Son imitation d'un présentateur des années soixante m'arrache un rictus, et fait pouffer Heather. Elle reprend vite son calme lorsqu'elle constate qu'elle est à la seule à rire, elle bredouille quelques excuses inaudibles.

- Si Mike arrêtait de parler, ça ferait un peu le même effet, continue le fils de Lauren.

Puis ses yeux croisent ceux de son meilleur ami qui ne semble pas vraiment être enclin à plaisanter. C'est même tout le contraire. Si je ne connaissais pas aussi bien Bowers, je pourrais croire que les paroles du brun l'ont piqué au vif.
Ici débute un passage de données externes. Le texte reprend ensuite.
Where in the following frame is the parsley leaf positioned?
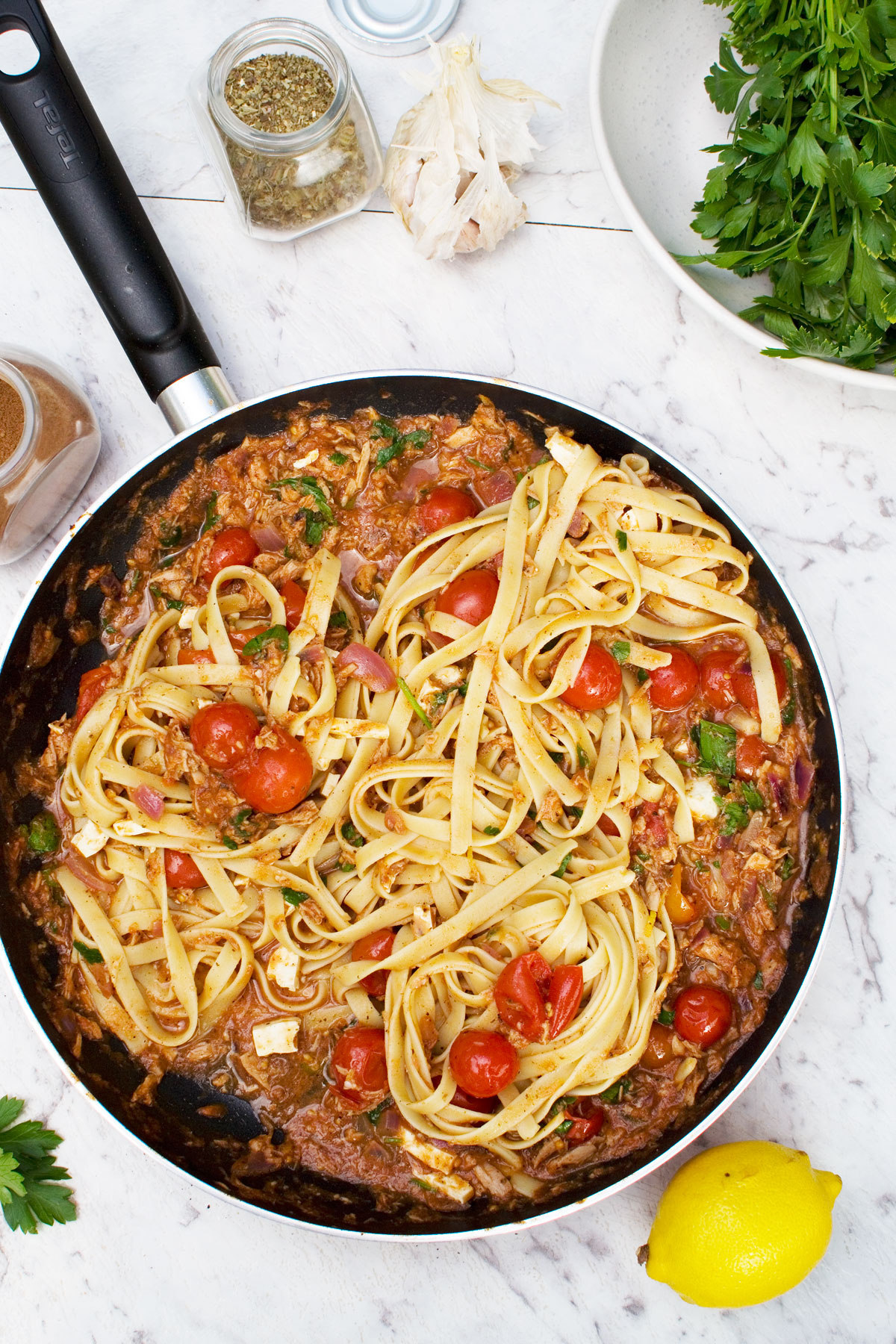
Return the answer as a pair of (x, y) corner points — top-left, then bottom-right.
(28, 812), (62, 853)
(71, 938), (102, 966)
(243, 625), (289, 659)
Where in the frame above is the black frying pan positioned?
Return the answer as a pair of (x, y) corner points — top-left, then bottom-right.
(0, 0), (845, 1238)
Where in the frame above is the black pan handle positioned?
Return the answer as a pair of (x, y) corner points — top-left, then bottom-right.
(0, 0), (234, 417)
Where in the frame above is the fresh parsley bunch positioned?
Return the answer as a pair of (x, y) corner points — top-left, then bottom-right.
(0, 1097), (77, 1233)
(679, 0), (896, 368)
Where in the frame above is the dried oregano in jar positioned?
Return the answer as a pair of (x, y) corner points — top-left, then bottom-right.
(193, 19), (383, 240)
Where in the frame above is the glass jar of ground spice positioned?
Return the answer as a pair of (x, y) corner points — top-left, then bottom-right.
(190, 19), (383, 242)
(0, 346), (99, 564)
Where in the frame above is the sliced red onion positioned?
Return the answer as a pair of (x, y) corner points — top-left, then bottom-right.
(64, 850), (116, 892)
(133, 783), (165, 821)
(476, 472), (516, 508)
(336, 644), (398, 691)
(794, 756), (815, 805)
(249, 523), (286, 551)
(392, 457), (439, 503)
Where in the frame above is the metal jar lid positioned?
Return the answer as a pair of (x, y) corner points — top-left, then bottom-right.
(326, 0), (459, 57)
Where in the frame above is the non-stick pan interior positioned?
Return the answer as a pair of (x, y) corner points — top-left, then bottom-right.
(0, 373), (841, 1236)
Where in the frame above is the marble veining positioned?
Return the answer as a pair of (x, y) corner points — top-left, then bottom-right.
(0, 0), (896, 1344)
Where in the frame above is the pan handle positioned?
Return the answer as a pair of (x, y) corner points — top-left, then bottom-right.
(0, 0), (237, 430)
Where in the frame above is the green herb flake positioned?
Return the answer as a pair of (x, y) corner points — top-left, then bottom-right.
(553, 850), (572, 877)
(396, 676), (432, 729)
(71, 938), (102, 966)
(0, 1097), (77, 1233)
(279, 887), (308, 906)
(149, 583), (185, 612)
(340, 821), (367, 850)
(28, 812), (62, 853)
(364, 1097), (392, 1125)
(691, 719), (738, 785)
(243, 625), (289, 659)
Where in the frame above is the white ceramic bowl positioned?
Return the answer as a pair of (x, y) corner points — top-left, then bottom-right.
(590, 0), (896, 391)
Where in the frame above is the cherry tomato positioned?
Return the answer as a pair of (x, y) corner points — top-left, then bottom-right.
(75, 662), (111, 723)
(352, 929), (395, 998)
(203, 527), (259, 583)
(165, 850), (205, 891)
(674, 985), (733, 1050)
(735, 732), (768, 780)
(565, 1097), (603, 1148)
(494, 951), (551, 1040)
(731, 653), (787, 714)
(647, 644), (700, 709)
(638, 1021), (677, 1068)
(331, 1027), (388, 1110)
(190, 700), (259, 770)
(560, 644), (622, 709)
(435, 570), (498, 625)
(449, 1031), (520, 1098)
(451, 1087), (494, 1116)
(177, 644), (215, 667)
(230, 729), (314, 815)
(414, 485), (478, 532)
(279, 579), (308, 630)
(548, 966), (585, 1040)
(700, 649), (741, 709)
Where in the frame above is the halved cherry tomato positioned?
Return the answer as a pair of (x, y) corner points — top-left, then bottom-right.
(449, 1031), (520, 1098)
(203, 527), (259, 583)
(229, 721), (314, 815)
(75, 662), (111, 723)
(494, 951), (551, 1040)
(700, 649), (743, 709)
(548, 966), (585, 1040)
(674, 985), (733, 1050)
(435, 570), (498, 625)
(560, 644), (622, 709)
(414, 485), (479, 534)
(331, 1027), (388, 1110)
(279, 579), (308, 630)
(731, 653), (787, 714)
(451, 1087), (494, 1116)
(352, 929), (395, 998)
(735, 732), (768, 780)
(565, 1097), (605, 1148)
(177, 644), (215, 667)
(190, 700), (259, 770)
(638, 1021), (677, 1068)
(647, 644), (700, 709)
(165, 850), (205, 891)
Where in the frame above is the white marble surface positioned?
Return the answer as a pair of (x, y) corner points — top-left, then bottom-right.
(0, 0), (896, 1344)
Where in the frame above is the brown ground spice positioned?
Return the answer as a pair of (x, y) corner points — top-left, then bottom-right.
(0, 378), (25, 462)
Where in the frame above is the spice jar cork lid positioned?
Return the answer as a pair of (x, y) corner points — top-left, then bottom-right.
(328, 0), (459, 57)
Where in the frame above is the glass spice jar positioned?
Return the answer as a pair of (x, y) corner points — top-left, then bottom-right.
(190, 19), (383, 242)
(0, 346), (99, 564)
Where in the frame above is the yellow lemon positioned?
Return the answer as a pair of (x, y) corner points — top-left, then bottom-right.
(645, 1141), (842, 1307)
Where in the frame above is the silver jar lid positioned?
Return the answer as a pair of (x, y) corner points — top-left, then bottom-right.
(326, 0), (459, 57)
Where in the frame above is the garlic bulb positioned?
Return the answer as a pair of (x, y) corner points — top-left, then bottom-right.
(383, 37), (558, 261)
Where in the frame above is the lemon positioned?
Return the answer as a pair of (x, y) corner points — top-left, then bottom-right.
(646, 1141), (842, 1307)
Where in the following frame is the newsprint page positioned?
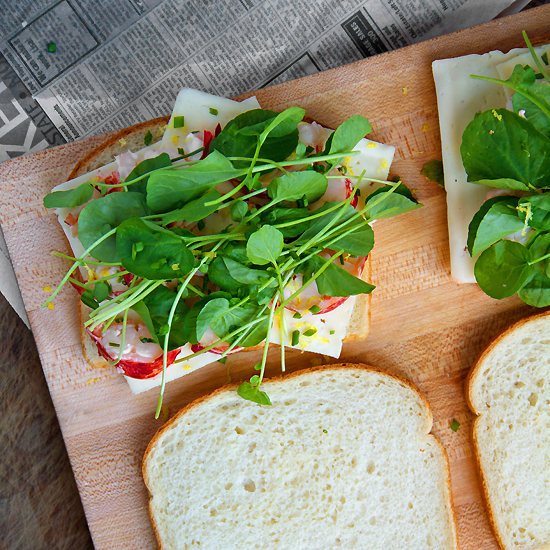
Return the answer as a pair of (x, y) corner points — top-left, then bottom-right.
(0, 0), (544, 320)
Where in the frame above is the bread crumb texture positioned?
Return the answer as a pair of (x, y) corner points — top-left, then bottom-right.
(469, 315), (550, 550)
(145, 368), (455, 550)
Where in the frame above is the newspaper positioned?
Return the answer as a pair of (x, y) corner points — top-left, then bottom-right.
(0, 0), (540, 328)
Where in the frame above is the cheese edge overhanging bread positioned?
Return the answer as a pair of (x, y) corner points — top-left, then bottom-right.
(143, 364), (458, 550)
(465, 311), (550, 550)
(67, 116), (371, 383)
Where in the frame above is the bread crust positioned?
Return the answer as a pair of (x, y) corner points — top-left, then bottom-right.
(464, 310), (550, 550)
(142, 363), (458, 550)
(67, 116), (372, 374)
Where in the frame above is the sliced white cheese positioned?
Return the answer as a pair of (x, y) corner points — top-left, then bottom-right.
(161, 88), (261, 151)
(269, 296), (356, 358)
(343, 138), (395, 207)
(432, 48), (540, 283)
(124, 344), (221, 393)
(497, 44), (550, 98)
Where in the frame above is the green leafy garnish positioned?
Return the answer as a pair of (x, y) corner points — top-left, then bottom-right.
(460, 33), (550, 307)
(43, 182), (94, 208)
(45, 107), (420, 416)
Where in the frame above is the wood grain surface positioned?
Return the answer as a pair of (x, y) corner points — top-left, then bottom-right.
(0, 6), (550, 550)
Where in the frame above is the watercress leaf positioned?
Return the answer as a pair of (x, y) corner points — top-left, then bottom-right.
(460, 109), (550, 191)
(467, 196), (525, 257)
(261, 207), (310, 239)
(239, 107), (306, 138)
(124, 153), (172, 194)
(246, 225), (284, 265)
(208, 256), (243, 293)
(253, 107), (306, 138)
(230, 200), (248, 223)
(183, 291), (231, 344)
(365, 184), (422, 220)
(210, 109), (299, 168)
(147, 151), (244, 213)
(267, 170), (328, 204)
(43, 182), (94, 208)
(222, 243), (250, 265)
(237, 382), (271, 405)
(239, 319), (269, 348)
(512, 82), (550, 137)
(518, 273), (550, 307)
(330, 223), (374, 256)
(296, 203), (363, 244)
(141, 285), (189, 350)
(116, 218), (195, 280)
(223, 256), (277, 286)
(161, 189), (221, 225)
(197, 298), (258, 340)
(305, 256), (375, 297)
(474, 240), (535, 300)
(212, 298), (259, 338)
(78, 191), (151, 262)
(518, 193), (550, 229)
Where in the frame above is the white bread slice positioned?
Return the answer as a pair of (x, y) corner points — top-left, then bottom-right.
(67, 122), (371, 372)
(466, 311), (550, 550)
(143, 364), (457, 550)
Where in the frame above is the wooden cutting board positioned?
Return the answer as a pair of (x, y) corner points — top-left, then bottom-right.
(0, 6), (550, 550)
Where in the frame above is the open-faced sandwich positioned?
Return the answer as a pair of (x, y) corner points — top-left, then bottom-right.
(143, 364), (458, 550)
(433, 33), (550, 307)
(44, 89), (420, 414)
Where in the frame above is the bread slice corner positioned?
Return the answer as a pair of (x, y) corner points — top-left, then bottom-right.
(465, 311), (550, 550)
(143, 364), (458, 550)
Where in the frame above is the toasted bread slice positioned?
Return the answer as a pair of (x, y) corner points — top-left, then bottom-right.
(68, 117), (371, 378)
(466, 312), (550, 550)
(143, 364), (457, 550)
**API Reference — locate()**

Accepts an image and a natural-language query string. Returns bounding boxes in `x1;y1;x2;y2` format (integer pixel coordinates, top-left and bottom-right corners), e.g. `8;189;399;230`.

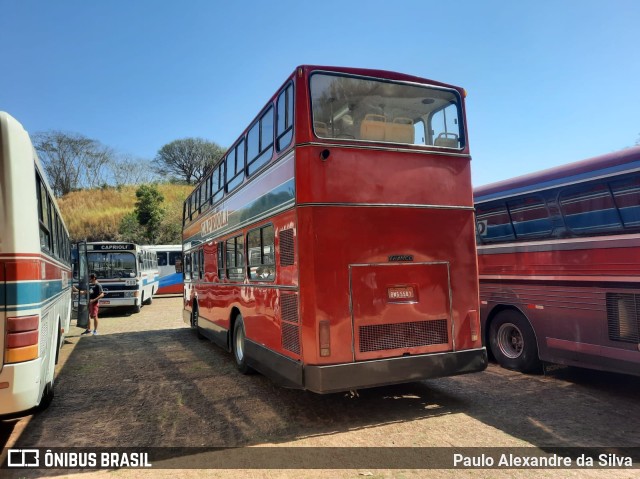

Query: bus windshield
310;73;464;149
87;251;137;279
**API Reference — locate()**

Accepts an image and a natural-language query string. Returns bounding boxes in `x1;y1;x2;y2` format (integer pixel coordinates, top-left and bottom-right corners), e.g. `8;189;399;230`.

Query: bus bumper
304;347;488;394
0;359;44;416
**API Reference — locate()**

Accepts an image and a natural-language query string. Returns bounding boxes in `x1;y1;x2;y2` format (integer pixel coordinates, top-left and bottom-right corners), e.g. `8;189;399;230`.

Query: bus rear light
4;344;38;364
7;331;38;348
4;315;40;363
467;309;480;342
318;319;331;357
7;314;40;333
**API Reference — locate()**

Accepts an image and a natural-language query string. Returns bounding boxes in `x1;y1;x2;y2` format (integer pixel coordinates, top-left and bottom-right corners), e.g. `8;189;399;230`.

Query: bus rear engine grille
360;319;449;353
607;293;640;343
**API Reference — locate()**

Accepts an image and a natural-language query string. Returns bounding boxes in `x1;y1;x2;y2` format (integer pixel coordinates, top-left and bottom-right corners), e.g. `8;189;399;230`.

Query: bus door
76;241;89;329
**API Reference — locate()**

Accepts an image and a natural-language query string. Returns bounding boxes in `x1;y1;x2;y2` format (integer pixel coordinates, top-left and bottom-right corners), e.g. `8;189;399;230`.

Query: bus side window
247;225;275;281
169;251;182;266
559;184;622;234
218;241;224;281
184;253;191;279
476;202;515;243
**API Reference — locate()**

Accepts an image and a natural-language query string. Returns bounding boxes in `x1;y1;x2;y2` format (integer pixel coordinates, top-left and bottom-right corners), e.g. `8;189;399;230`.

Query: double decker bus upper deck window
310;73;465;149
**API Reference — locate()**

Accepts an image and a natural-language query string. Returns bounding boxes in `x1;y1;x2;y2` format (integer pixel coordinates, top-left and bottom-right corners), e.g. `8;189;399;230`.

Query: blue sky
0;0;640;186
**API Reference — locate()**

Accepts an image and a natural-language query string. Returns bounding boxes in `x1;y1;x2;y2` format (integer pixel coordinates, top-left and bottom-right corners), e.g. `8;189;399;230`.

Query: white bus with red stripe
0;112;71;417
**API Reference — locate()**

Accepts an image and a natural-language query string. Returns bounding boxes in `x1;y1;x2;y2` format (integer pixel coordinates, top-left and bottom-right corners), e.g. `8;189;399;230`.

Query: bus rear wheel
489;310;541;373
231;314;252;374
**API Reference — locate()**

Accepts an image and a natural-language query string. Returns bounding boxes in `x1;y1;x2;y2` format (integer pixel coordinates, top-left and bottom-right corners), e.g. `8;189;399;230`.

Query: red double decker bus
474;147;640;375
183;66;487;393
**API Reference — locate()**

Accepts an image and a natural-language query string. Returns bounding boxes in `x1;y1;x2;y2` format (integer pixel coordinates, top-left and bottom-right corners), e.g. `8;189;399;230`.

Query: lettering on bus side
389;254;413;261
93;244;135;251
200;209;229;238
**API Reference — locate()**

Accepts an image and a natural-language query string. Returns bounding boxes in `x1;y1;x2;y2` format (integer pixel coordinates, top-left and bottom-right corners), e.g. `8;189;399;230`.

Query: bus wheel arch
191;299;205;339
230;307;253;374
485;307;541;373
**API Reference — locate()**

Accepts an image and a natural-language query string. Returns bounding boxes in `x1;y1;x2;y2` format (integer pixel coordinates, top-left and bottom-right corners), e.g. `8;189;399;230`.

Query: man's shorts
89;300;100;318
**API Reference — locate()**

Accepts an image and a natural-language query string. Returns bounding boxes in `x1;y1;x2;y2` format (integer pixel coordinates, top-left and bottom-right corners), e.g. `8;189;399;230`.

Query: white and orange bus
0;112;71;417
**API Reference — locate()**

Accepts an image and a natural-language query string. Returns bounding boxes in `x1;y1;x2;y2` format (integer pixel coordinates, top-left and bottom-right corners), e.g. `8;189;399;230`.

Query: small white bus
86;241;159;313
0;112;71;417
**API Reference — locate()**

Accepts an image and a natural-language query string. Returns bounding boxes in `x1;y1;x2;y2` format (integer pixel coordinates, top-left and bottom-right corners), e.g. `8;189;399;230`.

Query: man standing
82;273;104;335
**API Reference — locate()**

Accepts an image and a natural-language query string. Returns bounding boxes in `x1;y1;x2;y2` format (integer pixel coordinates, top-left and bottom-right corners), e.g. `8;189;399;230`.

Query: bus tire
55;320;62;364
36;379;54;411
231;313;252;374
489;310;541;373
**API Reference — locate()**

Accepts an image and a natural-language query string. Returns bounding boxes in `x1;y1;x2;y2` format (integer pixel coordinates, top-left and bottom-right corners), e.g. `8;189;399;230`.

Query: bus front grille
607;293;640;343
359;319;449;353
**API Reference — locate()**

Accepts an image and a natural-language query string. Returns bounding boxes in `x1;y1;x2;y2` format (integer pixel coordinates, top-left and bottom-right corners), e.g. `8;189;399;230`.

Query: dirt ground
0;297;640;478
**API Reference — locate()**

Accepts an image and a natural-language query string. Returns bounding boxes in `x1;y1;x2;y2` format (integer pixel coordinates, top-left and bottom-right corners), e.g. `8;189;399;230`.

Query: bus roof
296;65;462;91
473;146;640;203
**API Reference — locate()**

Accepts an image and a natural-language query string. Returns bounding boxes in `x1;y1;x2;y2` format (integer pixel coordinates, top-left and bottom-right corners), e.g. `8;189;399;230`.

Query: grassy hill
58;184;193;244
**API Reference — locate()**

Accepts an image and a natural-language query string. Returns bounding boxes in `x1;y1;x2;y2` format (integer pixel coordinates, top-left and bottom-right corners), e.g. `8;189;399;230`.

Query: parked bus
474;147;640;375
0;112;71;417
143;244;184;294
86;241;159;313
183;66;487;393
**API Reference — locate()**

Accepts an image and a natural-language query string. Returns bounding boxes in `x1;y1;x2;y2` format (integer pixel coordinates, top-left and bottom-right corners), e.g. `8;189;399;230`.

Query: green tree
135;184;165;244
116;211;145;243
155;138;226;184
32;131;115;196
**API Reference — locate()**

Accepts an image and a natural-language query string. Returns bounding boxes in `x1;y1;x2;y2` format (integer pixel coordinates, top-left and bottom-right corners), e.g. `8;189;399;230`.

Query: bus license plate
387;286;416;301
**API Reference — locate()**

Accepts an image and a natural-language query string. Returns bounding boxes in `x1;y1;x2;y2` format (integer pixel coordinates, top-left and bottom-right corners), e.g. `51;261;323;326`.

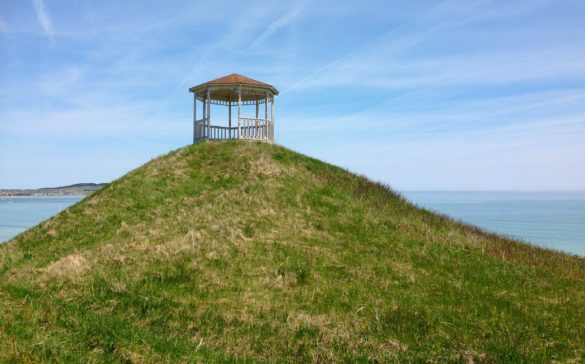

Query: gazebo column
228;100;232;139
262;91;270;140
199;99;207;138
238;85;242;139
193;93;198;144
270;94;274;143
207;89;211;139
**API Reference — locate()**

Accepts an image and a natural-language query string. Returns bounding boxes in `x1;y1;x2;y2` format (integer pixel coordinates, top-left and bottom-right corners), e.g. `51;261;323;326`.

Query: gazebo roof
189;73;278;101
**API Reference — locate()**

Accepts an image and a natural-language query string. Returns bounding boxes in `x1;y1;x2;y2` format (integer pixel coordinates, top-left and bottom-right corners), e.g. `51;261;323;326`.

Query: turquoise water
402;192;585;256
0;192;585;256
0;196;83;242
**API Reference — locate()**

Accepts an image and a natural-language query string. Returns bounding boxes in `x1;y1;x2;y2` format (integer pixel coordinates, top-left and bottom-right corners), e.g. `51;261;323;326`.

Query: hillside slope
0;142;585;362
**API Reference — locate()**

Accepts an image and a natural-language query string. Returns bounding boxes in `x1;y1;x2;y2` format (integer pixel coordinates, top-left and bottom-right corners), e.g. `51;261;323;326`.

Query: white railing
194;118;274;142
240;118;274;141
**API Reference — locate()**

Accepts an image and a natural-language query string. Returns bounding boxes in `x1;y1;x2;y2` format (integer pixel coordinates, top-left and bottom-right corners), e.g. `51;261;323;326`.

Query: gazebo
189;73;278;143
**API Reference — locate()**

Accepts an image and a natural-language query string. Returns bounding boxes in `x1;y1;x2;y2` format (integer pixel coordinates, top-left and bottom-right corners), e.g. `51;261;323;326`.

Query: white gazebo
189;74;278;143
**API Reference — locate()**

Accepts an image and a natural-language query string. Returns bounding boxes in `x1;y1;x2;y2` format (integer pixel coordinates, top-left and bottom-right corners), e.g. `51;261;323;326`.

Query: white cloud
33;0;55;46
252;3;304;47
0;18;8;33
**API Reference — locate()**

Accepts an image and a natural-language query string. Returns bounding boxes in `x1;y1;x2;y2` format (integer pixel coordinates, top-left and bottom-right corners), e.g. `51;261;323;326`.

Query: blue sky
0;0;585;190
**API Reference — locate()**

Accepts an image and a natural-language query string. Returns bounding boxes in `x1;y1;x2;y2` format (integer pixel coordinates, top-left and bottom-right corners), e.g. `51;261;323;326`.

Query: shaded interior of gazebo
189;74;278;143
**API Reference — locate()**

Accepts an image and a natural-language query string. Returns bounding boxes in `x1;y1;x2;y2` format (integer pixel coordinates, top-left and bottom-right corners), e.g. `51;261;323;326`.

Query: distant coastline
0;183;107;197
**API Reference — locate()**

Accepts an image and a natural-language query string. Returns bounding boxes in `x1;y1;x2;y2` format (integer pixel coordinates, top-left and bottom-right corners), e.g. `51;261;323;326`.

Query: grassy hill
0;142;585;362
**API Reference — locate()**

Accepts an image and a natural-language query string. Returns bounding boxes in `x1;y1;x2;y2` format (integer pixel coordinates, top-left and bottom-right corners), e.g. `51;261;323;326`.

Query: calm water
0;196;82;242
402;192;585;256
0;192;585;256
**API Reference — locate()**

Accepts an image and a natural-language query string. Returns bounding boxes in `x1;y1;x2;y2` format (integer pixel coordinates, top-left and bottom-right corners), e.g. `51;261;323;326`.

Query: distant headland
0;183;107;197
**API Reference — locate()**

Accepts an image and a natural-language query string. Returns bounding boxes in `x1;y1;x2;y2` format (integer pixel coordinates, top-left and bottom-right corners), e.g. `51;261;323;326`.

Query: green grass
0;142;585;362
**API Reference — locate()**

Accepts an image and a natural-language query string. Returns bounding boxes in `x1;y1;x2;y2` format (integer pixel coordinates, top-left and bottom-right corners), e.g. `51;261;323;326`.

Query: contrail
33;0;55;46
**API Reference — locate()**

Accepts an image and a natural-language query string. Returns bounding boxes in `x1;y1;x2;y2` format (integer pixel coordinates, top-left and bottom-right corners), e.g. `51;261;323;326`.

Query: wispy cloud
252;3;304;47
0;18;8;33
33;0;55;46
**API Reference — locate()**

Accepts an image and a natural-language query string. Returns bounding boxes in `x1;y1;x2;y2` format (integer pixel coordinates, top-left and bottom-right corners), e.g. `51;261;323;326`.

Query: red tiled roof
205;73;271;87
189;73;278;95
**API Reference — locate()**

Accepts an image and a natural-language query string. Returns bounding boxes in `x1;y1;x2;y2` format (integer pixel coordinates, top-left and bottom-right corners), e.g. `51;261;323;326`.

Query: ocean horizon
0;191;585;256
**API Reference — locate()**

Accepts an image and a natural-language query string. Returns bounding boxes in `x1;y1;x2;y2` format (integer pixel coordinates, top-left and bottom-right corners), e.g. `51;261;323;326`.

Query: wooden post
228;101;232;139
238;85;242;139
199;96;207;138
270;95;274;143
263;91;270;140
207;88;211;137
193;92;197;144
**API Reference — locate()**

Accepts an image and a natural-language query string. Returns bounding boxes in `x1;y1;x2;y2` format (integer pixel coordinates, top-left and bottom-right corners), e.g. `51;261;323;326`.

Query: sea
0;191;585;256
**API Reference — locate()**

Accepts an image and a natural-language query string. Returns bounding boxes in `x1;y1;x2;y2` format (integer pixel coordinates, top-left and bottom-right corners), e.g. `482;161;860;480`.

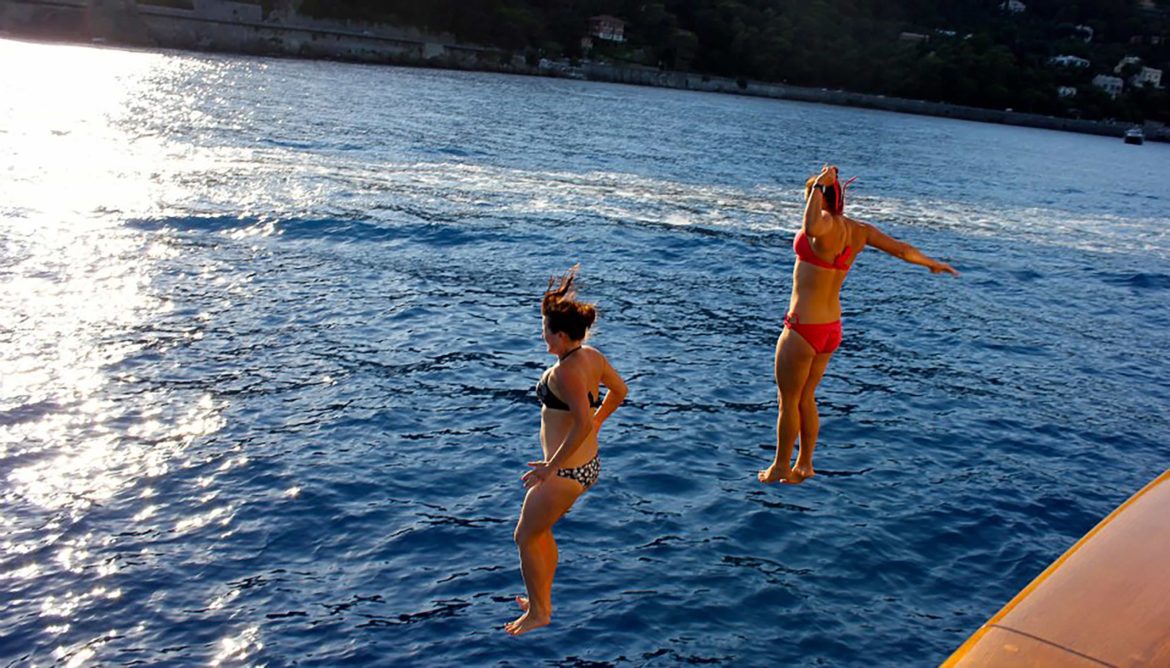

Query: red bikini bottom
784;314;841;354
- Je vous emmerde. Tous autant que vous êtes, crache-t-il avant de quitter la maison par les baies vitrées.

- Mec, je plaisantais, se défend mon quasi-frère. Allez reviens, Mike !

Lorsque la porte fenêtre se referme, le silence nous a tous englobés.

- Fait-chier ! jure Raphaël avant de se lancer à la poursuite de son ami.